This is the mail archive of the
gcc@gcc.gnu.org
mailing list for the GCC project.
Re: targetm.vectorize.builtin_vec_perm
...
>
> >
> > I'm contemplating adding a tree- and gimple-level VEC_PERMUTE_EXPR of
> > the form:
> >
> > VEC_PERMUTE_EXPR (vlow, vhigh, vperm)
> >
> > which would be exactly equal to
> >
> > (vec_select
> > (vec_concat vlow vhigh)
> > vperm)
> >
> > at the rtl level. I.e. vperm is an integral vector of the same number
> > of elements as vlow.
> >
> > Truly variable permutation is something that's only supported by ppc
and
> > spu.
>
> Also Altivec and SPU support byte permutation (and not only element
> permutation), however, the vectorizer does not make use of this at
present.
>
Yes. I was trying to think if it would be useful to express
byte-permutations instead of element-permutations, but the only two useful
cases that came to mind are things we have covered by other, probably more
appropriate, idioms.
[One is realignment (for which we use the builtin_mask_for_load +
REALIGN_LOAD). The other is the VEC_PACK_TRUNC idiom (where the number of
elements in 'vperm' would be twice the number of elements as 'vlow'), but
other VEC_PACK variants are a little more than just a special case of
permute.]
So (unless we want VEC_PERMUTE to cover these cases, which I think we
don't), an element-wise permutations should suffice, so sounds like a good
suggestion to me.
> > Intel AVX has a limited variable permutation -- 64-bit or 32-bit
> > elements can be rearranged but only within a 128-bit subvector.

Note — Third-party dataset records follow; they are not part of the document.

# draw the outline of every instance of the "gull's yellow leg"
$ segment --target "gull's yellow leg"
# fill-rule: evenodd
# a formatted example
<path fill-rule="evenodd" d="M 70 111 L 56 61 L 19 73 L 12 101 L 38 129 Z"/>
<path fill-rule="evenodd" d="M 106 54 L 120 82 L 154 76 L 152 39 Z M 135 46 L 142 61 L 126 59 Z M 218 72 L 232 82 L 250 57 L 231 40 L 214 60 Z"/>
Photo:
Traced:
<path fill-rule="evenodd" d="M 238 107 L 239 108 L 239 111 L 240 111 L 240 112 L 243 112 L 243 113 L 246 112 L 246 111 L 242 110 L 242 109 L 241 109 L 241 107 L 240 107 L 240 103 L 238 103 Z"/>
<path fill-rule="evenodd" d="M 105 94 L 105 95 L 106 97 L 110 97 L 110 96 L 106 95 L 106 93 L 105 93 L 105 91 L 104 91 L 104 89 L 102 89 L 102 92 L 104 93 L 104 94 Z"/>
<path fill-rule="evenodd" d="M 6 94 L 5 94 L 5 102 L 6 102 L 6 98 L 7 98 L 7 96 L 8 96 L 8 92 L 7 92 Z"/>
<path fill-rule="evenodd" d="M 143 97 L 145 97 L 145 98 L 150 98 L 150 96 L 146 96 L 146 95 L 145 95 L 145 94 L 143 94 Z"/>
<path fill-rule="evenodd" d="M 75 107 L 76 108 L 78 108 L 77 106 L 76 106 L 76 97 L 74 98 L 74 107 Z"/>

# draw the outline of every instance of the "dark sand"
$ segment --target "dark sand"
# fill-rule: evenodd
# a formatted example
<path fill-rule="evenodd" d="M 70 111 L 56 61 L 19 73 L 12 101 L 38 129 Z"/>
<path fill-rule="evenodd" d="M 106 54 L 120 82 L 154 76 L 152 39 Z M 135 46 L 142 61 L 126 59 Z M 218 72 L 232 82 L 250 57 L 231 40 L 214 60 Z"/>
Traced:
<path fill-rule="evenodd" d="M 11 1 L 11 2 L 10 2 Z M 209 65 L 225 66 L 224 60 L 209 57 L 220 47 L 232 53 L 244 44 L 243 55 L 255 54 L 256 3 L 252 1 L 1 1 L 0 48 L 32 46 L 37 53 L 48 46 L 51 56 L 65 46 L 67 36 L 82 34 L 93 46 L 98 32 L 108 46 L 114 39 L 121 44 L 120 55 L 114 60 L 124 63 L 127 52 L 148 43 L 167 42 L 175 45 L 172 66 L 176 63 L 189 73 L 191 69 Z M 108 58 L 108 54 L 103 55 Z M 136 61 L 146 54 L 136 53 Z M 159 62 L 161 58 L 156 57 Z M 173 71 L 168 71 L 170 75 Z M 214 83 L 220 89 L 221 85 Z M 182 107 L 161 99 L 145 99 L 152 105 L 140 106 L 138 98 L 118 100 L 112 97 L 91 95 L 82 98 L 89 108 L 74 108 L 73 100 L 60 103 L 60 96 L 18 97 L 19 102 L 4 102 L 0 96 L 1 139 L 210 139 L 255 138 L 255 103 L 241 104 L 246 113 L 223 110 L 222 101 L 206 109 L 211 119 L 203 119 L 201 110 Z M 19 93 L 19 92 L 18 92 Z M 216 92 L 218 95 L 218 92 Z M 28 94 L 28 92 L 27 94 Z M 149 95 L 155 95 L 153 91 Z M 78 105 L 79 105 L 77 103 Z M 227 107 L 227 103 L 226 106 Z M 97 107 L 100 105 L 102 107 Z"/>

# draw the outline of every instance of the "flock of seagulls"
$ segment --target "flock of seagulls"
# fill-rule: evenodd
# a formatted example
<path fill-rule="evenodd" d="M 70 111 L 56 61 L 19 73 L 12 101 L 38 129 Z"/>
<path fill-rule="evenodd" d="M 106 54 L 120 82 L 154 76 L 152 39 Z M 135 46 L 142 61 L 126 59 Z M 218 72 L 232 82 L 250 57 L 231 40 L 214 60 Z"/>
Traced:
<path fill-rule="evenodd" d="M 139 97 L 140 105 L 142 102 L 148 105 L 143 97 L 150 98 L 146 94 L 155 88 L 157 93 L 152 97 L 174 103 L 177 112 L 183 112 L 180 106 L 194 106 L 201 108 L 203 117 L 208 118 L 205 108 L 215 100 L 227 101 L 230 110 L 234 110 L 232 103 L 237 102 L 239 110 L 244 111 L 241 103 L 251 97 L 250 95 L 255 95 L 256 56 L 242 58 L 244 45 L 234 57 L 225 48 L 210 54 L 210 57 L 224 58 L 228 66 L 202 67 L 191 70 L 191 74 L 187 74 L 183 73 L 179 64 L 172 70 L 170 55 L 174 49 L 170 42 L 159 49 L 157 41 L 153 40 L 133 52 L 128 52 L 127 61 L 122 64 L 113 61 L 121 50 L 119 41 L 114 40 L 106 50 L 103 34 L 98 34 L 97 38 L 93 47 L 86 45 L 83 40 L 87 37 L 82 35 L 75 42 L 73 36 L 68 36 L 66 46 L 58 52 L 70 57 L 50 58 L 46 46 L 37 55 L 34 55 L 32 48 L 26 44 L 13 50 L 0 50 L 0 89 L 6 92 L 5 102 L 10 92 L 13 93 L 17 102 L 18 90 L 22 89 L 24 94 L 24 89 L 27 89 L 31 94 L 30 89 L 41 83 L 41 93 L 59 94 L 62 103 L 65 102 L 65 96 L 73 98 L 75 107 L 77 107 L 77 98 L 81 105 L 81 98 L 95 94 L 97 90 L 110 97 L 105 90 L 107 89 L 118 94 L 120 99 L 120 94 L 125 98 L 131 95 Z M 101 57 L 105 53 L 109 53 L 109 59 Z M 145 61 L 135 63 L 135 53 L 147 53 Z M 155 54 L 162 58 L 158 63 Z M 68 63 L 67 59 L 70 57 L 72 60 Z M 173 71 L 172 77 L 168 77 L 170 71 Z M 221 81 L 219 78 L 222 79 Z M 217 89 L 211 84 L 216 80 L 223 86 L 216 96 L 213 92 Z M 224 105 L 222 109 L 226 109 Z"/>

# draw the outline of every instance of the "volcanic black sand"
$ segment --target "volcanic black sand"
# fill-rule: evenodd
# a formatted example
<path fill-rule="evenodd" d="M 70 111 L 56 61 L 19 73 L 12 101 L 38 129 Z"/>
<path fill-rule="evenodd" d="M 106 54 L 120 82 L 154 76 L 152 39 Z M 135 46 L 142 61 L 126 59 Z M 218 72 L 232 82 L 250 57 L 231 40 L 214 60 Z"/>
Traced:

> > So if you're working with 128-bit vectors, it's fully variable, but if
> > you're working with 256-bit vectors, it's like doing 2 128-bit permute
> > operations in parallel. Intel before AVX has no variable permute.
> >
> > HOWEVER! Most of the useful permutations that I can think of for the
> > optimizers to generate are actually constant. And these can be
> > implemented everywhere (with varying degrees of efficiency).
> >
That's true for the moment, but there are cases where a variable permute
would be useful for vectorization. E.g. where vectors are used as a lookup
table. One example I know of is for finding delimiters (e.g. for XML
processing) - a lookup table of 256 bits holds one bit per ASCII character
to indicates if a character is a delimiter or not, and the scalar code
looks something like this:
table[256]={1,0,0,....};
for (i...)
if (table[data[i]] == 1)
{found delimiter}
...and this is vectorized with 2 vector registers that hold the lookup
table and a shift on the input data vector to create the permutation mask
to access the table. I think there should be other examples for lookup
tables like that used for vectorization. I also saw variable permutes used
for sorting (
http://www.dia.eui.upm.es/asignatu/pro_par/articulos/AASort.pdf).

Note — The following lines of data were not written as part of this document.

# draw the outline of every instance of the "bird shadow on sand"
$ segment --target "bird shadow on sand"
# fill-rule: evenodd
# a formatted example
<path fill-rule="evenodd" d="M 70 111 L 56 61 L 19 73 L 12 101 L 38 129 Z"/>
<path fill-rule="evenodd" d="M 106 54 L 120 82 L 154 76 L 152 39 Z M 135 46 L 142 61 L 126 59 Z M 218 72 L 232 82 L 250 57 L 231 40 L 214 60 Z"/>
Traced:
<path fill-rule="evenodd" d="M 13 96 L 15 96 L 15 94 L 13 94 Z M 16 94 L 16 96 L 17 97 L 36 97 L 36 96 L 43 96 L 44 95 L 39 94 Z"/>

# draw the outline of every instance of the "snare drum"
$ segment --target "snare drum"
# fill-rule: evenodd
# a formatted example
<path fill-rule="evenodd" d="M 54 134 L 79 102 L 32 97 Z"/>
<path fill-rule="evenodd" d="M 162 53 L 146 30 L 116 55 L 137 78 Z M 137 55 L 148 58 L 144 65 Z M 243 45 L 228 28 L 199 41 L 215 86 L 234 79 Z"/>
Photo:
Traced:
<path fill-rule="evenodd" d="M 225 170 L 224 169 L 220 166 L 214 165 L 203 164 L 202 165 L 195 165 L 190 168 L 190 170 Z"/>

Indeed there are some serious challenges to overcome in order to do all
that automatically in the compiler... but some pattern-matching based
vectorization approach could conceptually do this.

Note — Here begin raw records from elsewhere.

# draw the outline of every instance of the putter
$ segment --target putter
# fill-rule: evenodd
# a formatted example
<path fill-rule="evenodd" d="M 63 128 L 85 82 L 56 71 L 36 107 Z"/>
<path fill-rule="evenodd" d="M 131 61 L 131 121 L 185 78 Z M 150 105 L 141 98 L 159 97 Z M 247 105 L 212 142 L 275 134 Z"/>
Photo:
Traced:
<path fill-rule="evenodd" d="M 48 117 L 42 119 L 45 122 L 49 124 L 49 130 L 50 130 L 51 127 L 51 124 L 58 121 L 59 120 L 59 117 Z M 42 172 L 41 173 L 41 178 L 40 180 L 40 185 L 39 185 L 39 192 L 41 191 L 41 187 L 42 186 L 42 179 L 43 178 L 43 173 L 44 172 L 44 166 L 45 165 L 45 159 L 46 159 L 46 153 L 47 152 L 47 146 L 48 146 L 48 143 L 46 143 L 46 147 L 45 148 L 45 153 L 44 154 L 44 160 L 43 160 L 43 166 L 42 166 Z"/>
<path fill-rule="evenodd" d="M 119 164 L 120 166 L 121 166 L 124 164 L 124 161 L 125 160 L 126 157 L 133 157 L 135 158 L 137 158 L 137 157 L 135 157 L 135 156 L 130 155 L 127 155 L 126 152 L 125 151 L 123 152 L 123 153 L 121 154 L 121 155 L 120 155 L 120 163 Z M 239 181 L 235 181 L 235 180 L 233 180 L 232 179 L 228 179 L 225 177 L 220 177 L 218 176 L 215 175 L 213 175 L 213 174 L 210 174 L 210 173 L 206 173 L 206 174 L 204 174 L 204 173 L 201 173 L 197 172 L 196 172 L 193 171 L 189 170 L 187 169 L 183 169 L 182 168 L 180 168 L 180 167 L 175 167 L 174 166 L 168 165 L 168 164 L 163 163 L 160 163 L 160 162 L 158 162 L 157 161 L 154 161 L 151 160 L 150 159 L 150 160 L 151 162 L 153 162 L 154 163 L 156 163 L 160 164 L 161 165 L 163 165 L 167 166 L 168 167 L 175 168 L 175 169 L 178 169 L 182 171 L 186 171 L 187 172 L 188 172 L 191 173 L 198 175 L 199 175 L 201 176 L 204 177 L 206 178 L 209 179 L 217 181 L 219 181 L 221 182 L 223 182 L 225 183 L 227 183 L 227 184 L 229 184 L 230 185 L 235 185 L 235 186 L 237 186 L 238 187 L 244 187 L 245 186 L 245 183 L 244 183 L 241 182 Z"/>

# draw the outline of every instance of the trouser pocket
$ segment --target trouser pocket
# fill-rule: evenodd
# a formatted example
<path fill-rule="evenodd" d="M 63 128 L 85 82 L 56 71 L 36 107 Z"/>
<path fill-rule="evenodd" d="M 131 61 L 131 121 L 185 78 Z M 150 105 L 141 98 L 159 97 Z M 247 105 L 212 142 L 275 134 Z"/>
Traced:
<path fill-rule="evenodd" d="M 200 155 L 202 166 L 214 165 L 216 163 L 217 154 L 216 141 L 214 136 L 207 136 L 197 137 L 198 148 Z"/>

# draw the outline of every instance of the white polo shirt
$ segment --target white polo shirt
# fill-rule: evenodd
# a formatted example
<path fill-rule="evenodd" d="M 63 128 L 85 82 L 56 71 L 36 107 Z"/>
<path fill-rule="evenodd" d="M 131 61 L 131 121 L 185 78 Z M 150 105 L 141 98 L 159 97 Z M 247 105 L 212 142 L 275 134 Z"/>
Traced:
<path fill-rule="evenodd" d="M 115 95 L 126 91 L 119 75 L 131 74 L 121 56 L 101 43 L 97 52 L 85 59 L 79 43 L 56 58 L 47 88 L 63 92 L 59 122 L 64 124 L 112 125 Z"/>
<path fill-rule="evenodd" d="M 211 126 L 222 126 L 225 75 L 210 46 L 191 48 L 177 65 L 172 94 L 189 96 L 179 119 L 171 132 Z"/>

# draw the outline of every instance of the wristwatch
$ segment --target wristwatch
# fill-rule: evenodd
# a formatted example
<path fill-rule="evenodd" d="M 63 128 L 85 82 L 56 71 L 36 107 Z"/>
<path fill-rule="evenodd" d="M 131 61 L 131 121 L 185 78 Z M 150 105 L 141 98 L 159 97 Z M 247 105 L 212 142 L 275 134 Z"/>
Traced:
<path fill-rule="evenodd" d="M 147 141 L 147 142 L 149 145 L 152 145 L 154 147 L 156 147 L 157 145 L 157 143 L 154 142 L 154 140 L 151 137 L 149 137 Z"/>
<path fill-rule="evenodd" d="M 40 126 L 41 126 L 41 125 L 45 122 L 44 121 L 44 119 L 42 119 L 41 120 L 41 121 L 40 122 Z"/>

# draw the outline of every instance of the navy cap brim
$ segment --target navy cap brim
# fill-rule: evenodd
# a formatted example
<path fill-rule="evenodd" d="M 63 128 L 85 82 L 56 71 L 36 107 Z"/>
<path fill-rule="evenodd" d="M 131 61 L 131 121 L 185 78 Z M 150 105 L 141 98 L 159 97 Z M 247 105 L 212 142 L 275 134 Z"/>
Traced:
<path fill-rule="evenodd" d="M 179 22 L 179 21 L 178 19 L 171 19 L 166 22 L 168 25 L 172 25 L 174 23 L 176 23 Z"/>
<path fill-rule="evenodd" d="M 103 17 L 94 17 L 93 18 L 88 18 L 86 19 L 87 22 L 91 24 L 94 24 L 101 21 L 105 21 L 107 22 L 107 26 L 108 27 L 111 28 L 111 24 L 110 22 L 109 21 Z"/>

Also, if one day someone was to introduce platform-independent vector
intrinsics, then such a generic permute would allow programmers to take
advantage of it, even for the cases that would be otherwise too complicated
for the compiler to auto-vectorize.
So I think it would be nice to allow the more general form, but since it
will probably take a while before we actually make use of it, it's probably
not critical for the short term...
> > Anyway, I'm thinking that it might be better to add such a general
> > operation instead of continuing to add things like
> >
> > VEC_EXTRACT_EVEN_EXPR,
> > VEC_EXTRACT_ODD_EXPR,
> > VEC_INTERLEAVE_HIGH_EXPR,
> > VEC_INTERLEAVE_LOW_EXPR,
> >
> > and other obvious patterns like broadcast, duplicate even to odd,
> > duplicate odd to even, etc.
>
agreed
> If the back end will be able to identify specific masks, e.g., {0,2,4,6}
as
> extract even operation, then we can certainly remove those codes.
>
agreed
dorit
> >
> > I can imagine having some sort of target hook that computed a cost
> > metric for a given constant permutation pattern. For instance, I'd
> > imagine that the interleave patterns are half as expensive as a full
> > permute for altivec, due to not having to load a mask. This hook would
> > be fairly complicated for x86, given all of the permuting insns that
> > were incrementally added in various ISA revisions, but such is life.
> >
> > In any case, would a VEC_PERMUTE_EXPR, as described above, work for the
> > uses of builtin_vec_perm within the vectorizer at present?
>
> Yes.
>
> Ira
>
> >
> >
> > r~
>